Биография.
Сколько же на долю этого поколения выпало! Историки написали толстенные тома про революцию и гражданскую войну, голод двадцатых, коллективизацию, раскулачивание, репрессии сороковых годов, Отечественную войну, голодное послевоенное лихолетье, нефтяной и газовый бум Тюменщины, беспредел перестройки - и все это уместилось в биографии одной женщины. Худенькой, маленькой! Диву даешься – откуда они, то поколение, черпали силы, зачем им было отмеряно столько? Что такое было заложено в них, что утеряли мы, теперешние, коль у некоторых из нас и в тридцать лет душа гнилая и нет ни сил, ни желания жить?
Нина Георгиевна Суслова, в девичестве Кошарова, родилась в деревне Шабутино Челябинской области. Шла первая мировая война. России не впервой было воевать, тем более, война шла далеко от Урала. Все для Нины начиналось хорошо: ее любили, семья жила в достатке. Дед много работал. И землица у него родила, и озеро, которое семья арендовала, рыбное было. Жить бы да жить, да революция грянула. Уравнять всех некоторым захотелось, отобрать трудом нажитое. Революция ведь и делалась от зависти к чужому богатству, уму, достатку, предприимчивости.
Революцию Нина Георгиевна не запомнила, малая была, а вот голод 21-го года хорошо запомнила. Страшный голод был. Людей ели. У них в деревне в погребе у соседки потом нашли 12 черепов детских. Это ж до чего люди доходили! По большаку к городу вереницы опухших, ослабших тянулись. Кожа и кости. Они готовы были за пригоршню еды целовать ноги. Все больше женщины да дети брели. Их вот и убивали. Нина Георгиевна помнила, как отец однажды пригнал в деревню троих мужиков. Кнутом пригнал.

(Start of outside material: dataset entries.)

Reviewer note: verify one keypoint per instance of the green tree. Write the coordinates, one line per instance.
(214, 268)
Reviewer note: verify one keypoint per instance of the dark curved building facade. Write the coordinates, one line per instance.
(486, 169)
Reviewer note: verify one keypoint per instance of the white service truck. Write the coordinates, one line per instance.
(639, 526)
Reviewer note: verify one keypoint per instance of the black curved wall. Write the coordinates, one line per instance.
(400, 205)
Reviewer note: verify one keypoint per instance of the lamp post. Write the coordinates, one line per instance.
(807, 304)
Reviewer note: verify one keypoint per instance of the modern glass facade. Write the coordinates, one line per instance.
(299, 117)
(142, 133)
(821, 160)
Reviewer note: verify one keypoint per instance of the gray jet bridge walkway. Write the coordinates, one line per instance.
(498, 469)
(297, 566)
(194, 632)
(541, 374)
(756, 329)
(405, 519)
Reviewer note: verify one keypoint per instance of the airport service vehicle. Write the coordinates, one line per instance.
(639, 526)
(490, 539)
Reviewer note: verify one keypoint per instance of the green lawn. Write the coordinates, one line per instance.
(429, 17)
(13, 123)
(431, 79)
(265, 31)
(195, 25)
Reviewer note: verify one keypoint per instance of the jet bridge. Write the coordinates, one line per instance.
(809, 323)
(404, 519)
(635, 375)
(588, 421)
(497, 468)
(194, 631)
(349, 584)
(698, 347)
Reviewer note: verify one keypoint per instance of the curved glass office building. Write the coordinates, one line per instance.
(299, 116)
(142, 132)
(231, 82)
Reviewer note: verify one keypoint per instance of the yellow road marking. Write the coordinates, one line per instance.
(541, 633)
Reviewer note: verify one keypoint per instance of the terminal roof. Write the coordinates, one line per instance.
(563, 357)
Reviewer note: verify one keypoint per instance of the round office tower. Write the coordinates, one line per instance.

Поехал отец на лошади в поле. Смотрит, костер горит, пятеро вокруг сидят, варят в котле что-то. Подъехал предупредить, чтобы огонь не упустили. Один из мужиков начал мешать варево, а оттуда детская ручонка высунулась, да коса с бантиком у костра в глаза бросилась. Отец и разошелся, начал хлестать кнутов извергов, конем топтать. Двое, что покрепче были, сбежали, а троих пригнал в деревню. Так деревенские их без суда насмерть забили.
« От голода маленько оправились, тут НЭП ввели. Кто хотел, землю получил. Послабление во всем вышло. Работай, торгуй. Деньги у людей появились. Строиться стали. Те, у кого семьи большие были, где рабочих рук много, куда как зажили! И мы строиться начали,- рассказывала Нина Георгиевна.- Хороший дом пятистенок подняли. В хозяйстве две лошади, три коровы, овцы, куры, земля – все было. Хорошо к тридцатому году зажили. Да позавидовали нам. И кто позавидовал – родня! Сестры мужа брат. В это время уже кулачили. А по - простому – сводили счеты. Вот он и написал донос, позарился на наш дом. Во вредители нас подвели: и говорим не то, и работаем не так. Тогда просто ошельмовать было. Собирали сход, без суда, кагалом, голосовали. В кагале лодыри, пьянь, у кого свободного времени ходить по митингам, чтобы поорать – вдоволь. Вот таких подговорят, пообещают, что треть отобранного у раскулаченных пойдет им – они и голосовали. Глядишь, не работая, обзавестись кое-чем можно будет. Зависть к чужому богатству – страшная штука, тут не смотрят, что ты от зари до зари гробишься, тут главное, что ты «не как все».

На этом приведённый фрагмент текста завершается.